The Hispanic caucus meeting also highlighted the significance of the upcoming gubernatorial race for Democrats on the national level as they seek to put the governor's mansion in Democratic hands in advance of the 2016 presidential election. Democratic National Committee Political Director Raul Alvillar told the Hispanic caucus that the national party's commitment to Hispanics "is stronger than ever." Alvillar said later that Project Ivy contains years of information regarding Hispanic voters
"We have some of the best data in the country. ... We know where all these Hispanic voters are. We're very targeted and we're able to go with laser precision and say, 'You need to vote Democratic because of all of the issues that the senator was speaking about,'" Alvillar said. "When people realize that and they keep hearing stuff that the Republicans are spewing, they're going to realize that these folks really do not care about the Hispanic vote. That stuff will also help us get our Hispanics out to vote, too."
Hispanics and blacks should pool their resources, Miami-Dade Democratic Party Chairwoman Annette Taddeo told the black caucus.
"We need to create a black and brown coalition," she said.

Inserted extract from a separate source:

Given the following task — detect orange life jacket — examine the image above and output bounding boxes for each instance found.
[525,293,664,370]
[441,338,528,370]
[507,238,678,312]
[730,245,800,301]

Rich posed for pictures and made appearances at all of the Democratic caucus meetings in the morning, reminding attendees of her lifelong support for progressive issues such as gay rights, abortion rights and public education in frequent, if not subtle, swipes at her primary opponent.
"I am a lifelong Democrat and I will not be having any epiphanies when I get into the governor's mansion," Rich said.
Crist did not appear until just before the 7 p.m. dinner featuring Clinton. He told reporters he had been at an event in Nantucket, where the Democratic Governors Association gave the committee backing his run for governor $500,000, matching the same amount the group contributed to Crist's committee in April.
"So I'm very grateful for that again. They're all in. We're all in. And now it's great to be back in South Florida and I can't tell you how happy I am to be with these wonderful people," Crist said, hugging and posing for pictures in a crush of supporters.
Republicans continued to hammer Crist for failing to release his wife Carole's tax returns. A plane towing a banner reading "www.CharliesTaxReturns.com #WhatsCristHiding," paid for by the Republican Party of Florida, flew overhead prior to Crist's arrival.
RPOF Chairwoman Leslie Dougher met briefly with reporters to blast Crist for the tax returns and for his absence earlier in the day.
"What are you scared of?" Dougher said. "The more you hide something, the more people want to see it."
But Crist, flocked by supporters upon his entrance to the hotel, dismissed the demands.
"I wouldn't even consider asking Carole to do that unless Rick Scott would be truly transparent and answer 75 questions that he wouldn't answer under the federal investigation of his company,'' Crist said, referring to an investigation of Scott's former company, Columbia/HCA. "He's the most untransparent governor in the history of Florida. And for him to make transparency an issue is a gift to me."